Tujuan dan Makna Tradisi Upacara Ngaben di Bali

Dalam ajaran agama hindu, tubuh manusia terbentuk dari 5 unsur yang disebut Panca Maha Butha, kelima unsur tersebut terdiri dari:

  1. Akasa atau rongga (Hampa); tanpa adanya rongga segala benda padat/organ tubuh tidak akan bisa diposisikan dan tidak akan ada aliran apapun apabila seandainya sebuah tubuh dipenuhi benda padat.
  2. Pertiwi atau organ padat (Tanah); merupakan benda padat/organ-organ tubuh yang digunakan untuk proses pencernaan serta pemerosesan lainnya. Organ tubuh tersebut antara lain hati, paru-paru, jantung, usus, tulang, kulit dan organ padat lainnya.
  3. Bayu (Udara); di dalam rongga sudah pasti ada udara, disamping itu udara juga dibutuhkan untuk proses pernafasan dan pembakaran sehingga menjadi energi.
  4. Apah atau darah (air); darah yang mengalir melalui pembuluh akan membantu mengalirkan sari-sari makanan sehingga energi.
  5. Teja atau panas (Api); dari hasil pemrosesan akan mengasilkan panas dan akan menghasilkan suhu yang tetap. Suhu ruangan yang tidak bagus akan berpengaruh pada kondisi tubuh misalnya kalau terlalu dingin akan membuat kita mengalami hypotermia atau kalau terlalu panas akan mengakibatkan dehidrasi.

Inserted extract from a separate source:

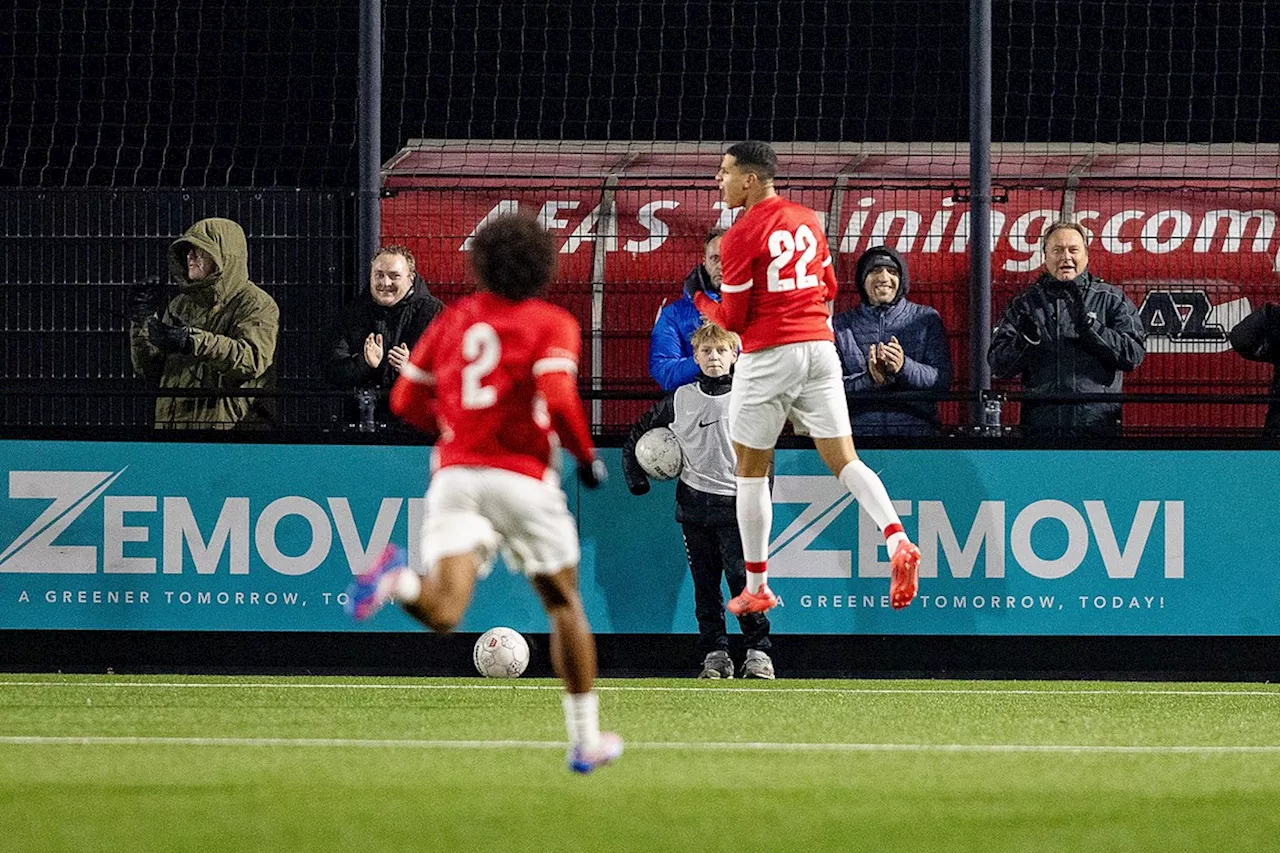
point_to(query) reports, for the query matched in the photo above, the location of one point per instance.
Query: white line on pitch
(681, 747)
(641, 688)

Dengan dilakukan upacara pembakaran mayat, kelima unsur tersebut akan kembali ke asalnya. Disisi lain secara keyakinan agama hindu tujuan dari pada tradisi upacara ngaben di Bali, supaya sang atman (roh) bisa segera menyatu dengan Brahman (sang pencipta). Sehingga dipercaya bisa segera reincarnasi atau terlahir kembali, tergantung karma baik/buruk yang dilakukan di masa hidupnya.

|| Baca juga: Tradisi dan nama orang Bali

Jenis-jenis Pelaksanaan Upacara Ngaben di Bali

Jika kita masuk lebih jauh lagi untuk memahami kegiatan tradisi unik ini, di dalam pelaksanaannya upacara Ngaben di bagi menjadi  2 bagian yaitu:

1. Ngaben langsung
Ini artinya upacara dilakukan langsung ketika ada orang meninggal. Sambil menunggu selesainya persiapan sesajen atau upakara, jenasah akan di semayamkan dirumah duka tentunya dengan diawetkan dahulu menggunakan suntik formalin ataupun dengan dibekukan. Biasanya proses persiapan membutuhkan waktu 1 – 2 minggu, tergantung besar kecilnya kegiatan upacara yang akan dilakukan.

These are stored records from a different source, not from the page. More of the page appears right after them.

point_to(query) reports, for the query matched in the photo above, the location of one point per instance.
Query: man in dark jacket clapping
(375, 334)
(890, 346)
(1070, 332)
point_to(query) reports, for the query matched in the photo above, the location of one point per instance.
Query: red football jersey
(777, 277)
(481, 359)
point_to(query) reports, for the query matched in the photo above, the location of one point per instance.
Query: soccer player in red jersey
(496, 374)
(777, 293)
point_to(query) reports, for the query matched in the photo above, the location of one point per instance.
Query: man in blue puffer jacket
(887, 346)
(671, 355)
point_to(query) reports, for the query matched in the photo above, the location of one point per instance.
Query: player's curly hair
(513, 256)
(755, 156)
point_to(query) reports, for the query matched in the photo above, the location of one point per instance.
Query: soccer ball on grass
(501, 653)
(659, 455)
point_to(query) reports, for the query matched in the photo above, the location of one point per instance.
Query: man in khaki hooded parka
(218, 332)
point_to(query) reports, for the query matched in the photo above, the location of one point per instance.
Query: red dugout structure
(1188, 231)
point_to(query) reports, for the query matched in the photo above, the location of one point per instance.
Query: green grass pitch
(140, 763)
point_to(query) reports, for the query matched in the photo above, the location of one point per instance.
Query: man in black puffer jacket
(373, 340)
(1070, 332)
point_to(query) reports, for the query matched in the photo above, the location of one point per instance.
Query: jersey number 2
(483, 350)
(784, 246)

Disinilah kita juga akan dapat melihat tradisi gotong royong masyarakat Bali, Masyarakat dalam satu desa adat, akan datang untuk membantu secara sukarela, mulai dari persiapan upacara Ngaben ini sampai selesai.

2. Ngaben Masal (ngaben bersama dengan banyak jenasah)
Sebelum dijelaskan lebih lanjut, perlu untuk diketahui bahwa, tradisi upacara Ngaben di Bali membutuhkan biaya yang tidak sedikit bahkan sampai puluhan juta rupiah, karena banyak sekali perlengkapan atau sesajen yang dibutuhkan, disamping juga biaya konsumsi untuk mereka yang ikut membantu pelaksanaannya.

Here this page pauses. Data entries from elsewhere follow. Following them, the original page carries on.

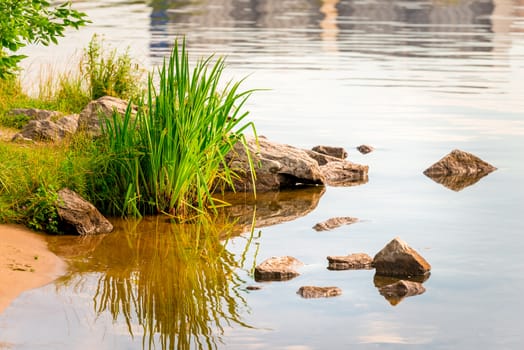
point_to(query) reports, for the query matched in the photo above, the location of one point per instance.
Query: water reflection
(176, 284)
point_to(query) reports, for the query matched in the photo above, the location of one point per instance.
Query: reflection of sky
(413, 92)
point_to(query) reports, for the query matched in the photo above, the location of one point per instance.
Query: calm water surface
(415, 79)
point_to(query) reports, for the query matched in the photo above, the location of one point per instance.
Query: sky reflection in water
(415, 79)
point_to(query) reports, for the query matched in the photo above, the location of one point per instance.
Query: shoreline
(25, 263)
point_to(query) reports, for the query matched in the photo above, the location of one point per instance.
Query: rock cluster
(79, 215)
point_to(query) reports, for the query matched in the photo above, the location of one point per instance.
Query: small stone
(396, 292)
(318, 292)
(337, 152)
(459, 163)
(277, 269)
(253, 287)
(357, 261)
(365, 149)
(79, 214)
(399, 260)
(333, 223)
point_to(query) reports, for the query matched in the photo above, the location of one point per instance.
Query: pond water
(415, 79)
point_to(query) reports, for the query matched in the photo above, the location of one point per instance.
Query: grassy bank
(168, 158)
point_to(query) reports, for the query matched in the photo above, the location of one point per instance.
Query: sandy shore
(25, 263)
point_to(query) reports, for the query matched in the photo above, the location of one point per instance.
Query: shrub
(170, 156)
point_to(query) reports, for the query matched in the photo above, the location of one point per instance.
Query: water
(415, 79)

Oleh karena itu, di masing-masing desa adat di Bali membuat peraturan untuk melakukan kegiatan upacara ngaben setiap 5 tahun sekali. Jadi tidak semua orang Bali yang meninggal langsung di Bakar, banyak juga yang dikubur terlebih dahulu. Dalam jangka 5 tahun, biasanya sudah ada beberapa orang yang sudah meninggal dalam satu desa. Ketika Tradisi upacara Ngaben massal dilakukan, jenasah yang sudah dikubur akan digali dan diambil kembali bagian tubuh yang masih tersisa, untuk dilakukan upacara ngaben secara bersama-sama.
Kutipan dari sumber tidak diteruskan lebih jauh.